CancerDrs

Biomarkers

Colorectal Cancer biomarkers — what to test

Colorectal cancer has well-established biomarkers that should be tested for every advanced-stage case and many early-stage cases. KRAS, NRAS, BRAF, MSI/MMR, and HER2 testing are now standard. Testing matters before first-line therapy — for example, anti-EGFR drugs don't work in RAS-mutant tumors.

Standard biomarkers

These are typically tested on every new diagnosis, or required before systemic therapy decisions, under current U.S. clinical guidelines.

MSI / MMR (Microsatellite Instability / Mismatch Repair)

Standard

What it is: Either tested by IHC (for MMR proteins MLH1, MSH2, MSH6, PMS2) or PCR/NGS (for MSI). Either test tells you the same thing.

Why test: MSI-H / dMMR tumors respond well to immune checkpoint inhibitors. Also signals possible Lynch syndrome (hereditary cancer). Guidelines recommend universal testing of all colorectal cancers.

Therapies it unlocks:
  • Pembrolizumab (Keytruda) as monotherapy for MSI-H/dMMR CRC
  • Nivolumab ± ipilimumab
  • Dostarlimab (Jemperli)

KRAS / NRAS

Standard

What it is: Mutations in the RAS oncogenes. Most common codons: KRAS G12, G13, Q61; similar for NRAS.

Why test: RAS-mutant colorectal cancers do NOT benefit from EGFR-targeted antibodies (cetuximab, panitumumab). Testing is required before first-line therapy for metastatic disease.

Therapies it unlocks:
  • If RAS wild-type: cetuximab or panitumumab + chemotherapy
  • If KRAS G12C specifically: sotorasib or adagrasib (newer use)

BRAF V600E

Standard

What it is: BRAF V600E mutation, found in ~8-10% of metastatic CRC.

Why test: BRAF-mutated CRC has worse prognosis on standard chemo but responds to specific BRAF + EGFR combinations.

Therapies it unlocks:
  • Encorafenib + cetuximab
  • Encorafenib + cetuximab + binimetinib in some settings

Context-specific biomarkers

Tested depending on cancer stage, subtype, family history, or as part of broader NGS (next-generation sequencing) panels.

HER2

What it is: HER2 amplification, less common than in breast/gastric but actionable when present.

Why test: HER2+ metastatic CRC has newer targeted options.

Therapies it unlocks:
  • Tucatinib + trastuzumab
  • Trastuzumab deruxtecan

Lynch syndrome / Germline testing

What it is: Inherited MLH1, MSH2, MSH6, PMS2, or EPCAM mutations.

Why test: Lynch-associated CRC often presents young, often is MSI-H, and has implications for family members. All patients with MSI-H CRC (and all CRC under age 50) should be offered germline testing.

Therapies it unlocks:
  • (Therapy decisions same as MSI-H path) plus surveillance and risk-reduction for patient + family

NTRK / RET / FGFR / others

What it is: Rare targetable alterations found on comprehensive NGS panels.

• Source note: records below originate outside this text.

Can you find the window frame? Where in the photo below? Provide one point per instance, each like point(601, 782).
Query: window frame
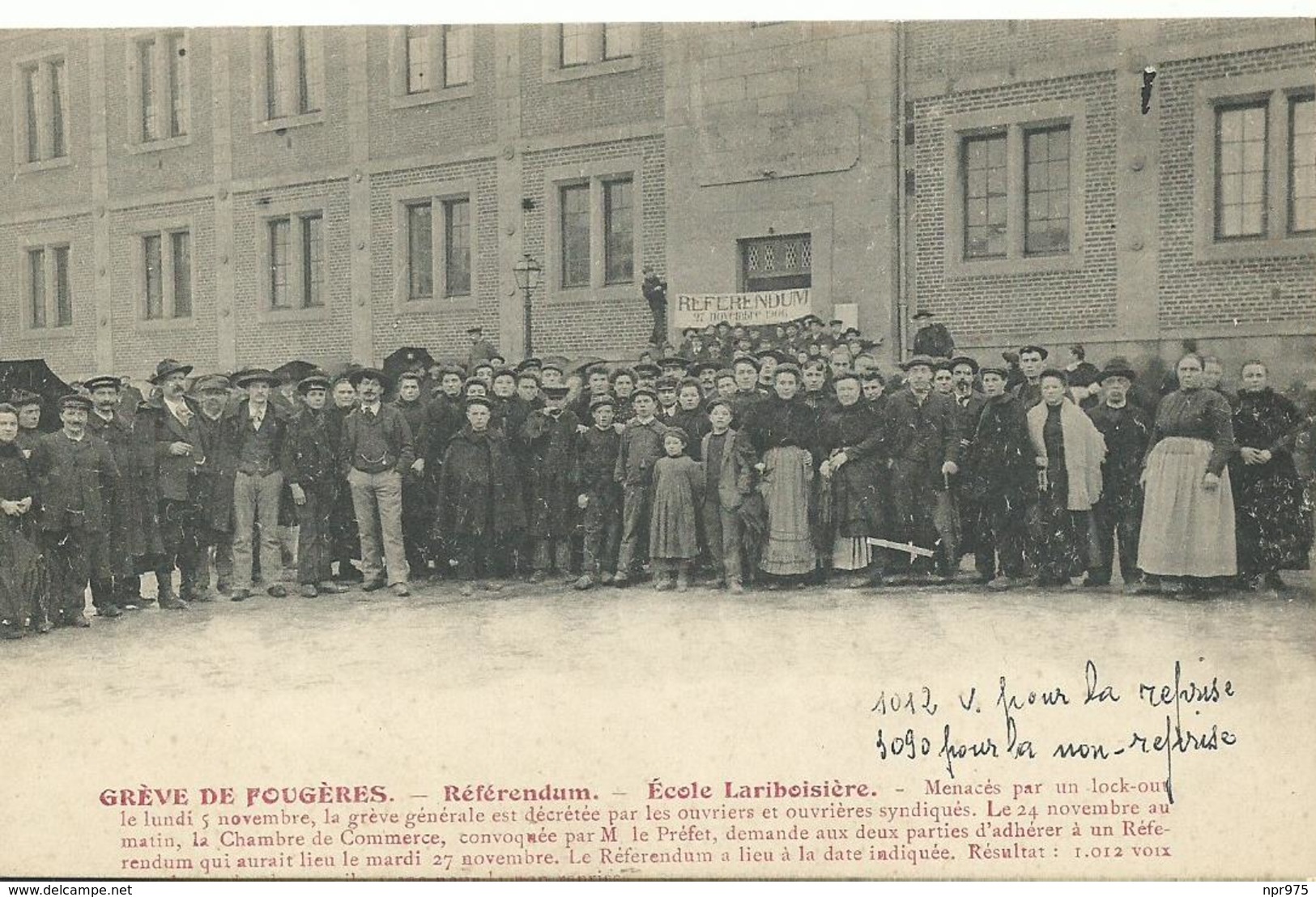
point(1015, 122)
point(595, 175)
point(44, 63)
point(164, 229)
point(164, 88)
point(46, 244)
point(1276, 91)
point(296, 212)
point(596, 63)
point(440, 92)
point(438, 195)
point(313, 73)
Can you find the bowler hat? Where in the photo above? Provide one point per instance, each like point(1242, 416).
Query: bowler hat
point(1118, 368)
point(257, 375)
point(915, 360)
point(373, 372)
point(75, 400)
point(103, 380)
point(313, 381)
point(170, 366)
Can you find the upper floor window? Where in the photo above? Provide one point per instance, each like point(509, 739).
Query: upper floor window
point(161, 86)
point(294, 73)
point(587, 44)
point(166, 280)
point(42, 109)
point(50, 303)
point(596, 231)
point(1301, 164)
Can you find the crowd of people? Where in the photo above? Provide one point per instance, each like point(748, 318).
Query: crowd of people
point(777, 455)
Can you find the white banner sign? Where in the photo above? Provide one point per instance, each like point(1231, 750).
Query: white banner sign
point(769, 307)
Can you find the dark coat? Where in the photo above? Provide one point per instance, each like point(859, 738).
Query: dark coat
point(132, 500)
point(74, 479)
point(552, 471)
point(479, 492)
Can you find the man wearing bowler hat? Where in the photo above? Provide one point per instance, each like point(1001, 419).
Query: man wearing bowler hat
point(132, 539)
point(377, 452)
point(74, 471)
point(254, 436)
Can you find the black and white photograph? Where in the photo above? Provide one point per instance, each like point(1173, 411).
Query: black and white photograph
point(658, 450)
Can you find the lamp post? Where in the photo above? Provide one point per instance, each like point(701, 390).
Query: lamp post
point(526, 274)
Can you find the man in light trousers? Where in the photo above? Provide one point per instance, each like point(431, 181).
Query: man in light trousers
point(377, 450)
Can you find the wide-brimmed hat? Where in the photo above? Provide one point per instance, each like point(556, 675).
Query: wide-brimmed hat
point(168, 368)
point(254, 375)
point(373, 372)
point(915, 360)
point(1116, 368)
point(103, 380)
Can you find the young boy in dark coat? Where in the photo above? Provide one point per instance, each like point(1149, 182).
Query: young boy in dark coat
point(551, 440)
point(600, 494)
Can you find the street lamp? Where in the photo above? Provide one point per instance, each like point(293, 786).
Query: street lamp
point(526, 274)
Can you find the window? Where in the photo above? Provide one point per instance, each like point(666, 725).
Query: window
point(295, 249)
point(1241, 172)
point(575, 236)
point(50, 301)
point(619, 227)
point(1014, 189)
point(44, 116)
point(166, 280)
point(161, 86)
point(589, 45)
point(294, 73)
point(1301, 164)
point(1046, 191)
point(777, 262)
point(594, 242)
point(985, 196)
point(1254, 162)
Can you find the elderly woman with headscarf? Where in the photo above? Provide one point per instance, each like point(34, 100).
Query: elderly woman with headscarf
point(1070, 450)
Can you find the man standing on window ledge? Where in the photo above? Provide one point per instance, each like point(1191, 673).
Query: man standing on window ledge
point(932, 339)
point(656, 294)
point(254, 437)
point(377, 450)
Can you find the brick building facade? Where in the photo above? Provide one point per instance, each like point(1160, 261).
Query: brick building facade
point(248, 196)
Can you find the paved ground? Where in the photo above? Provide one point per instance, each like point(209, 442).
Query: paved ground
point(608, 687)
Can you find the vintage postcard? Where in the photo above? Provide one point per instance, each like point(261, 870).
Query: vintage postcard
point(652, 450)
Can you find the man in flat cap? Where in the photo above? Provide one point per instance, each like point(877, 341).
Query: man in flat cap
point(254, 434)
point(932, 338)
point(312, 469)
point(181, 453)
point(132, 508)
point(377, 452)
point(74, 470)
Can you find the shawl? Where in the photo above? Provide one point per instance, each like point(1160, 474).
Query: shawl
point(1084, 448)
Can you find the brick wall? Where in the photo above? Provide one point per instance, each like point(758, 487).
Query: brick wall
point(445, 126)
point(583, 325)
point(444, 332)
point(941, 49)
point(67, 350)
point(138, 345)
point(1019, 303)
point(629, 96)
point(273, 342)
point(1202, 292)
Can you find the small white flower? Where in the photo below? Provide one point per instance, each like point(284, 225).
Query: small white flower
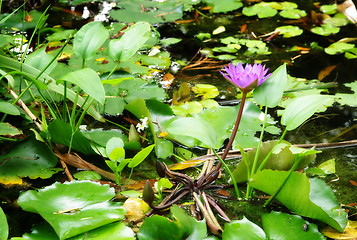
point(142, 125)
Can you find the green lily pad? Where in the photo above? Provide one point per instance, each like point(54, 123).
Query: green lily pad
point(325, 30)
point(289, 31)
point(6, 129)
point(262, 9)
point(29, 158)
point(88, 80)
point(292, 13)
point(223, 5)
point(61, 132)
point(87, 175)
point(339, 47)
point(161, 228)
point(242, 230)
point(148, 11)
point(4, 227)
point(278, 225)
point(112, 231)
point(73, 207)
point(306, 197)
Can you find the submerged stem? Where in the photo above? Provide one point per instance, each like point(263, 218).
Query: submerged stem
point(235, 129)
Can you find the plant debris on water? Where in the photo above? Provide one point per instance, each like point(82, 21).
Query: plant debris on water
point(118, 122)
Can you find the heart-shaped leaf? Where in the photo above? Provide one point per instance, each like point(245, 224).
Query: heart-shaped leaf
point(73, 207)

Why test: Tumor-agnostic therapies exist for NTRK fusions and some others. Comprehensive panels may surface these.

Therapies it unlocks:
  • Larotrectinib, entrectinib (NTRK fusion)
  • Selpercatinib, pralsetinib (RET fusion)

Questions to ask your oncologist

  • What biomarker testing are you doing on my tumor?
  • Are there any tests we are skipping that I should consider?
  • Will we wait for results before starting systemic therapy, or start something interim?
  • Is germline genetic testing appropriate for me, given my personal and family history?
  • If a biomarker test is indeterminate, what is the plan?